FIG. 1 is a flow chart of the method of the present invention.

FIG. 2 is a dynamically loaded object detection model according to a configuration file.

Detailed Description

As shown in fig. 1, a method for dynamic fusion of multiple models in deep learning object detection includes the following steps:

step 1, object detection model acquisition

The model used in the present invention can come from two aspects:

(1) The model obtained by training the object detection model based on deep learning through the existing data set has high customization degree, and can control the classes contained in the model according to the specific application scene;

(2) The method has the greatest characteristic that an existing object detection model is directly integrated, a new training object detection network is not needed, application can be quickly formed, and the method has the defects that customization cannot be realized, and the types contained in the model cannot be changed according to needs.
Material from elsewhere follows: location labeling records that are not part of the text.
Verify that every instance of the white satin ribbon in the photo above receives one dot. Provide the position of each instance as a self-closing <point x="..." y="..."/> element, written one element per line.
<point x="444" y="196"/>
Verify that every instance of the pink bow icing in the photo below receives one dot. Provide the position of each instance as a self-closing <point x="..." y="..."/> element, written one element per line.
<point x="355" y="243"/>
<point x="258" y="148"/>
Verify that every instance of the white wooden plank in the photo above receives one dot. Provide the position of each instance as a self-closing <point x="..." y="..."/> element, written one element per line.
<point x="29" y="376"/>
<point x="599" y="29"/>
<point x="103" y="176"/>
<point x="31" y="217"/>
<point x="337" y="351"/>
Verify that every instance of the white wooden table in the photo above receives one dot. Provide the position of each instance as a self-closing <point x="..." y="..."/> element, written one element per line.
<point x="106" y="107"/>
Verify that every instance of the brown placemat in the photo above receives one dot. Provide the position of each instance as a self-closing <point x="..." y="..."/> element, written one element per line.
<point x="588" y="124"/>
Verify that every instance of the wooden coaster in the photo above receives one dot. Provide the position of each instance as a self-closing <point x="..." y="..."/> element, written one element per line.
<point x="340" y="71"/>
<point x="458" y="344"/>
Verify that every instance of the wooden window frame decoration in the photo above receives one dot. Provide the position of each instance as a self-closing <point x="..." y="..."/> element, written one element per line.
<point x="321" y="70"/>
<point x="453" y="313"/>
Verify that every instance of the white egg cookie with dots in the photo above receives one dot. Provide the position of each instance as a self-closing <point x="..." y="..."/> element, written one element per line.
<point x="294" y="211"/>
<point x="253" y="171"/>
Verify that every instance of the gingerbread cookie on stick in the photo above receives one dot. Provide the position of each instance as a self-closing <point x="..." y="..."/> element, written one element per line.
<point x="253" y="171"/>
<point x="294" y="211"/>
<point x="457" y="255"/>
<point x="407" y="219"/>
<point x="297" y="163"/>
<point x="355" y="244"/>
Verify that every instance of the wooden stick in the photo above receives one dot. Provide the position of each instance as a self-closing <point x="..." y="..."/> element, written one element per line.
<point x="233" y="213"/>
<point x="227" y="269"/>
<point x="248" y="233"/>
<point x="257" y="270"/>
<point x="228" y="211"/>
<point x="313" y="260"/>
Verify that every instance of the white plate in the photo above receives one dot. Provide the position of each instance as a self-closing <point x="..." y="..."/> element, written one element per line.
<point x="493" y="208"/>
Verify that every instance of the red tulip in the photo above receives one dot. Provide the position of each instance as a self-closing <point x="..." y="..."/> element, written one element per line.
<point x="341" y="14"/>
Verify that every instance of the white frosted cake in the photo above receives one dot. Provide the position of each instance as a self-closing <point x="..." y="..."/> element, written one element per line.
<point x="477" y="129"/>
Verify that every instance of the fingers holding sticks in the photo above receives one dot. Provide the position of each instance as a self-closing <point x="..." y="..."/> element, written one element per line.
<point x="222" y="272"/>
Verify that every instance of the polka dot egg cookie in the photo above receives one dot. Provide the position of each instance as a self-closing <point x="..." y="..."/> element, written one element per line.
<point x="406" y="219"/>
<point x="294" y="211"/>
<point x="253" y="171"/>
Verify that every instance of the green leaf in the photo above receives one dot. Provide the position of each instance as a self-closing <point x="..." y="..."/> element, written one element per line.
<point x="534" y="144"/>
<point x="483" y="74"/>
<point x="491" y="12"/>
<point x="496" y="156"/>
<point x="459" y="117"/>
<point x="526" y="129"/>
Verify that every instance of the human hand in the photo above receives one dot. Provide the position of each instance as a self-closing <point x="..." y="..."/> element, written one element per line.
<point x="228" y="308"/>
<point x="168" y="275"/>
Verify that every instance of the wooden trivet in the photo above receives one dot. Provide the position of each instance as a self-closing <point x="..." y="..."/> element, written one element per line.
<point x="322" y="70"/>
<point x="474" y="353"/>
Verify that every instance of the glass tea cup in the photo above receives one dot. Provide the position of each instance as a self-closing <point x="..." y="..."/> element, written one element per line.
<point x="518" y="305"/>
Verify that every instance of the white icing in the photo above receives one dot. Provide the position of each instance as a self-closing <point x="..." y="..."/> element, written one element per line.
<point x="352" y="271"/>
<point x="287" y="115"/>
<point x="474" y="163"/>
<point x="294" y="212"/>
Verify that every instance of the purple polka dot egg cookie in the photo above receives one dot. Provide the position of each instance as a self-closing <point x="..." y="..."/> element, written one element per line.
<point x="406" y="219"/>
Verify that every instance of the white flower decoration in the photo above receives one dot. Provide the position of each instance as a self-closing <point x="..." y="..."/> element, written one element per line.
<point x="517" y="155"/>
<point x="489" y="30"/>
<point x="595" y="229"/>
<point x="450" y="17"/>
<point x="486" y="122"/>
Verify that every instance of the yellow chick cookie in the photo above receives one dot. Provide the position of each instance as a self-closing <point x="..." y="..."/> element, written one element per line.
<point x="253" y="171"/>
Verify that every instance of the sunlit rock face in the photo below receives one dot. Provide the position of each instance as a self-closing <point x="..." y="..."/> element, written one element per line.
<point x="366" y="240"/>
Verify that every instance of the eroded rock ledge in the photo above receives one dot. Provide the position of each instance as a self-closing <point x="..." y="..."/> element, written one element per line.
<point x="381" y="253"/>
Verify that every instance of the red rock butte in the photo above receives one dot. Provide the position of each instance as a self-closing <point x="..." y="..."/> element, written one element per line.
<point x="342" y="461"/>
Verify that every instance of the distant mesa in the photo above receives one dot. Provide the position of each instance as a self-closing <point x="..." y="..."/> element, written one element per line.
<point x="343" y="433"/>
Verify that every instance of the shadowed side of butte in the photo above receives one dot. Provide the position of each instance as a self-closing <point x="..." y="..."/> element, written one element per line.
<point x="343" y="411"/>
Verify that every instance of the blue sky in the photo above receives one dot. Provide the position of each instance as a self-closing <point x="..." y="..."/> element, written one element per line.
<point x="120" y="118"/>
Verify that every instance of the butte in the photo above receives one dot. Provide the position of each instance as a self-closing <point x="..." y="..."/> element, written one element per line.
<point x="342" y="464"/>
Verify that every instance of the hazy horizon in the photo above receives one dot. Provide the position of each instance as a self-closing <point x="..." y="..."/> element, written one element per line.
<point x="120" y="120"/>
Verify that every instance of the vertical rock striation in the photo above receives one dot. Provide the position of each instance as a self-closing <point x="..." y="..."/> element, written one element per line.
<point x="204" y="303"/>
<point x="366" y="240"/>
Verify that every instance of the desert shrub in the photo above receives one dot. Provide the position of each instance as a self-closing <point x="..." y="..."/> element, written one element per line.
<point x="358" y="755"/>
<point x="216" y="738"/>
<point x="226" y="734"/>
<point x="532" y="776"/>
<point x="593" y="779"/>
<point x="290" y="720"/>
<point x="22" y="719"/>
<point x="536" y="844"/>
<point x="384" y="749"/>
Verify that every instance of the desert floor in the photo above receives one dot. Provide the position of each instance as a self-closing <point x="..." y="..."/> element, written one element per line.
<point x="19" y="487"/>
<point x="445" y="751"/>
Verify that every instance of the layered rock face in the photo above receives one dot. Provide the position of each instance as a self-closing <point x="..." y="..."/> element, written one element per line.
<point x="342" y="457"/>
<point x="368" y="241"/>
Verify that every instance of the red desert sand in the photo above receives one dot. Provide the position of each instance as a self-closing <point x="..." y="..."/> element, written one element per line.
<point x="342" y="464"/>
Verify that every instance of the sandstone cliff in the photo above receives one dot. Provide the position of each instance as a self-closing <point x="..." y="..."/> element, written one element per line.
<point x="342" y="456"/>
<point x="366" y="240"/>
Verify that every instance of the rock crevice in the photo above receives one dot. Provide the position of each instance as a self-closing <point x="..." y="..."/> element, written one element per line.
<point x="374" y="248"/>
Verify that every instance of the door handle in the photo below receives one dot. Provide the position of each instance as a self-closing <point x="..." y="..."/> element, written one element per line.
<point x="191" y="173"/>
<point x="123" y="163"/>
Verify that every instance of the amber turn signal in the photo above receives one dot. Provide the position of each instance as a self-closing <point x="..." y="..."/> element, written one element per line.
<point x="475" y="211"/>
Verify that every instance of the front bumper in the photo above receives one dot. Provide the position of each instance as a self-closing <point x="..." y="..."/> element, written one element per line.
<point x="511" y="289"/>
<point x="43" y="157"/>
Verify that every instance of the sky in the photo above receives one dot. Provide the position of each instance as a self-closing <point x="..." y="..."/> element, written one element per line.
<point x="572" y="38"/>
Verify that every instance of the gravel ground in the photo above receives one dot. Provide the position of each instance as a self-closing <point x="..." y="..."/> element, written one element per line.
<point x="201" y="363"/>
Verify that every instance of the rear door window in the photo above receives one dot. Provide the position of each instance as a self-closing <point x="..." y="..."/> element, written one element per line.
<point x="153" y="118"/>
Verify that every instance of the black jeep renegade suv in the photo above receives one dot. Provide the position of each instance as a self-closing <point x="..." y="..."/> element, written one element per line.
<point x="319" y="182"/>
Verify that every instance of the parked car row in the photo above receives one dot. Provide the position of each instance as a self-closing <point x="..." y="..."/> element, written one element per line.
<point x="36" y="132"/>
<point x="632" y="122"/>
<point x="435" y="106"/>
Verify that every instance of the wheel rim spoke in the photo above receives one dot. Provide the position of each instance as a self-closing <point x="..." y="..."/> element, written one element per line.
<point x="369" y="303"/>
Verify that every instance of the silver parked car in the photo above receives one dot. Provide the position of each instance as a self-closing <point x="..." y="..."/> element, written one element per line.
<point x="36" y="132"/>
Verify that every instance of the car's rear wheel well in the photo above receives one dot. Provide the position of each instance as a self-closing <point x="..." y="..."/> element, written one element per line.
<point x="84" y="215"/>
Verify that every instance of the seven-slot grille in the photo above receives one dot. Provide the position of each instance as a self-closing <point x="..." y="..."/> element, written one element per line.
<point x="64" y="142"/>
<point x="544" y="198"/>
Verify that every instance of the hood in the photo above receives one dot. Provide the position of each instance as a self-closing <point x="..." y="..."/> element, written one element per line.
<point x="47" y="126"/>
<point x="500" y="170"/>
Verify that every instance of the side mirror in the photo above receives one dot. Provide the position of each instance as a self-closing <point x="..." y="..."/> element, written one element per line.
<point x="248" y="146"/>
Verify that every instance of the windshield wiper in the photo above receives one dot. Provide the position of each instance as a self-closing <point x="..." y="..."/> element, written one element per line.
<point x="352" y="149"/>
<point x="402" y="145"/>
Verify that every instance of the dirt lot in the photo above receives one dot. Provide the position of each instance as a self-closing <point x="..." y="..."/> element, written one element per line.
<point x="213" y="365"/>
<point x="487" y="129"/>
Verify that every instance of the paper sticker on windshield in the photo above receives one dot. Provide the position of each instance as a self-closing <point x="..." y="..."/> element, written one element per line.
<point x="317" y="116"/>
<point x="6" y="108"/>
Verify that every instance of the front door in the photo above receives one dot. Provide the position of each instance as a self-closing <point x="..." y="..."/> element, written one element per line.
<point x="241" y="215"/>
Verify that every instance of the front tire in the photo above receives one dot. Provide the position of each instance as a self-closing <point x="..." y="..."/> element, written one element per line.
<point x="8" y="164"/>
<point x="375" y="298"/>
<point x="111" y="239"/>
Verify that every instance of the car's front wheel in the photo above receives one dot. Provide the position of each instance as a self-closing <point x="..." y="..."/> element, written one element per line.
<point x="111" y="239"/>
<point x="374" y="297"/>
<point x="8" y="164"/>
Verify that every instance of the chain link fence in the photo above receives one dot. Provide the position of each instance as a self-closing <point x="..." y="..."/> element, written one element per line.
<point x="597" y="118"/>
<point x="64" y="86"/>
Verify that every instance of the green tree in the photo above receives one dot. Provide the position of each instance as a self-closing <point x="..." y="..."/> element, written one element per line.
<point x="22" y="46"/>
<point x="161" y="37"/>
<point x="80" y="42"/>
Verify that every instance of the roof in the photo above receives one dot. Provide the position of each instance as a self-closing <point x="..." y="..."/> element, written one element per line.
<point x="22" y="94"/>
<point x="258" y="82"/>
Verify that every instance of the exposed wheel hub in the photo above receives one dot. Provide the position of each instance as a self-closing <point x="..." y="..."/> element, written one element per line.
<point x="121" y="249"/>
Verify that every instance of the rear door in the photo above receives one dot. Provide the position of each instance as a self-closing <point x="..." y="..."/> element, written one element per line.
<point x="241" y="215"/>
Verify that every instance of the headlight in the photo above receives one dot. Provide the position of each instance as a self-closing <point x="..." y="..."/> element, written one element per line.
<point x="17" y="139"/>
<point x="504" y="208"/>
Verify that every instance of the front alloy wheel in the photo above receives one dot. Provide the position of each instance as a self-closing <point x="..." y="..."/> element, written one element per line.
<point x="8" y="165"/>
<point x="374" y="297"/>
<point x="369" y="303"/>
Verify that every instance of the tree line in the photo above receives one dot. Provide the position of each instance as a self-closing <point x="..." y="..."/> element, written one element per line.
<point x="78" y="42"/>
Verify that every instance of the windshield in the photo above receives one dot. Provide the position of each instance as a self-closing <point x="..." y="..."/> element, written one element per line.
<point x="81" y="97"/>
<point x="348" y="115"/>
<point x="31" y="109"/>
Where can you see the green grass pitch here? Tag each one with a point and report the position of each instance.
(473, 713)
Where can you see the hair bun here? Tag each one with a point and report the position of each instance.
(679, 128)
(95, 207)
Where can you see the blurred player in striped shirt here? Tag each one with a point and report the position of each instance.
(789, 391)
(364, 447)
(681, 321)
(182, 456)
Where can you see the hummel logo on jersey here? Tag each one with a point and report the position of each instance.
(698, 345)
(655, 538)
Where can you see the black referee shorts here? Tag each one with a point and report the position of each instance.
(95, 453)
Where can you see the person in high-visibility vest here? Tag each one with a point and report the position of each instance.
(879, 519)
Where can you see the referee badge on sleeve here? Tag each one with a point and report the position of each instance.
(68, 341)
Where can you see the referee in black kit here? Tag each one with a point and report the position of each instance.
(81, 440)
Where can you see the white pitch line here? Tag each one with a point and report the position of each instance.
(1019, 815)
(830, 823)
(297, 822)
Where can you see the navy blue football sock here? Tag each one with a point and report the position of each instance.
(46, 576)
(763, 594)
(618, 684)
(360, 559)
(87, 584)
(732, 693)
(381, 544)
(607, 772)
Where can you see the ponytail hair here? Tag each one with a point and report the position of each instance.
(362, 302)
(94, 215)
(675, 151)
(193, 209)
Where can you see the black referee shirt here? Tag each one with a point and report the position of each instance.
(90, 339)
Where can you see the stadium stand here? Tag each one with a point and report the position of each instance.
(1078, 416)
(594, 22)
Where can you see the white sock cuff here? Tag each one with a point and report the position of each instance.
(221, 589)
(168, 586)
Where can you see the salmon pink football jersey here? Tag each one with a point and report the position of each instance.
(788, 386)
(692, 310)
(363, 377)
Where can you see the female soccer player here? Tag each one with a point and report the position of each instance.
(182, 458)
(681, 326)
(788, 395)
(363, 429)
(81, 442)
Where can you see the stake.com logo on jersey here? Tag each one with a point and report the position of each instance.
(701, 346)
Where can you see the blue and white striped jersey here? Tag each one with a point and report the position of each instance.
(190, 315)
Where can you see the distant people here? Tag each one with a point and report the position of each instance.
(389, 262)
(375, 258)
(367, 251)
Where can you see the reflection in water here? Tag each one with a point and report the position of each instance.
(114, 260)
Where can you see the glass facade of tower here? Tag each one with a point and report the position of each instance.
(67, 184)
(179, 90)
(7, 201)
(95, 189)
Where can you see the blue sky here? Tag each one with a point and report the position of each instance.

Step 2, integrating object detection models

The basic idea of the invention is to promote a weak-performance object detection model to a strong-performance object detection model. Weak performing object detectors can achieve slightly better results than random choices in machine learning theory, while strong object detectors can be very close to optimal object detectors. In actual object detection work, various object detection models such as Yolo, fast rcnn and ssd can be obtained according to labeling data, under the condition that model training fine tuning is not performed, the detection performance obtained by each type of model has no significant difference, and under the condition that the model complexity is equivalent, the performance indexes of the Yolo series object detection models on a COCO2017val data set are shown in table 1.

TABLE 1 comparison of model Performance in the yolo series

Model (model)	YOLOv5-L	YOLOv6-L	YOLOv7-L
				Size of image	640	640	640
APval	49％	52.5％	51.2％

Under the condition that the single model performance does not have a lifting space, the direction for lifting the overall model identification performance is multi-model integration.

2.1 dynamic Loading model

In the existing object detection model based on deep learning, once the model training is finished, the target class solidified in the object detection model cannot be changed any more unless the model training is carried out again, so that the application flexibility of the object detection model is reduced, and the model reusability is poor. In the present invention, we use configuration files to specify the model that the fusion algorithm needs to load as shown in fig. 2, for example: model 1 can detect A, B, C, D, model 2 can detect E, F, G, model 3 can detect H, I, and configuration file config.

2.2. Multi-model fusion algorithm

Claims

1. A multi-model dynamic fusion method in deep learning object detection is characterized by comprising the following steps:

step 1, object detection model acquisition

Training an object detection model based on deep learning through an existing data set to obtain a model; or directly integrating the existing object detection model;

step 2, dynamically loading model object detection model integration by using a configuration file;

step 3, a multi-model fusion algorithm comprises the following steps:

(1) Loading and analyzing different series of models, and performing forward prediction on an input image to obtain intensive frames and class output;

(2) Adding output boxes of different models to a list;

(3) And inputting all the intensive prediction frames into a non-maximum suppression module to obtain an optimal object detection result.

2. The method for multi-model dynamic fusion in deep learning object detection according to claim 1, characterized in that:

the object detection models include yolo, ssd, and fast rcnn.

3. The method for multi-model dynamic fusion in deep learning object detection according to claim 1, wherein in step (3):

and loading the specified object detection model by using a dnn module in opencv.